Improve management of iterator returned by `collect` (`database table is locked` error)
Action Items
- [ ] We should check why read-only iterator locks the data for other data chains (it fails on creating tables for UDF for example, or removing tables on cleanup - so, on updating system tables on SQLite). Can we make these read-only stuff a non-blocker in the first place
- [ ] We need to make it a context manager (so that it close itself and release database underneath)
- [ ] We can see if we can improve the error message (database is locked -> "iterator is open" or something)
Description
Related to https://github.com/iterative/datachain-examples/issues/15
Simple way to reproduce:
from datachain import DataChain
ds = DataChain.from_values(fib=[1, 1, 2, 3, 5, 8])
itr = ds.collect("fib")
print(next(itr))
ds = DataChain.from_values(fib=[1, 1, 2, 3, 5, 8])
ds.show()
Causes something like (when you run it within a test suite at least, since it is causing DB cleanup, but the same can be imitated by let's say making the second part a bit more complicated - with UDF):
> result = self.db.execute(*self.compile_to_args(query))
E sqlite3.OperationalError: database table is locked: sqlite_master
/Users/ivan/Projects/dvcx/src/datachain/data_storage/sqlite.py:199: OperationalError
It's caused (I think) by us using:
with super().select(*db_signals).as_iterable() as rows:
...
yield
It is an open connection / cursor staying underneath.

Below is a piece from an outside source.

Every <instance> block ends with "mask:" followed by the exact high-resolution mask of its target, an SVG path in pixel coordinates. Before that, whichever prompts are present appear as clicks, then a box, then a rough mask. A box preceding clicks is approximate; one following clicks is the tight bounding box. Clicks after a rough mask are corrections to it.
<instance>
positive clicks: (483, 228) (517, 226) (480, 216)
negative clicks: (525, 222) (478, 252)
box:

It affects probably also other DataChains since we are reusing the same DB.
Workaround
Obvious workaround - use limit (+ offset if needed) to make sure that it's a single (or whatever number of elements is needed) and / or list(...) or iterate through them.
We should check why read-only iterator locks the data for other data chains (it fails on creating tables for UDF for example, or removing tables on cleanup - so, on updating system tables on SQLite). Can we make these read-only stuff a non-blocker in the first place
It doesn't seem like any SQLite connections are opened in read-only mode. They all take both the read and write locks.
I had a look at introducing a read method in the SQLiteDatabaseEngine that would look something like this:
@retry_sqlite_locks
def read(self, query):
with sqlite3.connect(
"file::memory:?mode=ro&nolock=1&cache=shared",
uri=True,
detect_types=DETECT_TYPES,
) as connection:
return connection.execute(*self.compile_to_args(query))
Unfortunately, that doesn't seem to work (at least running as a test), perhaps because you can't open the in-memory database in read-only mode.
We need to make it a context manager (so that it close itself and release database underneath)
Doesn't this go against the decision that we made earlier to avoid using a session as a context manager?
Doesn't this go against the decision that we made earlier to avoid using a session as a context manager?
it's not about session, it's only about this Iterator returned by collect - it should be closable if we can't make DB work in a mode where there is no lock.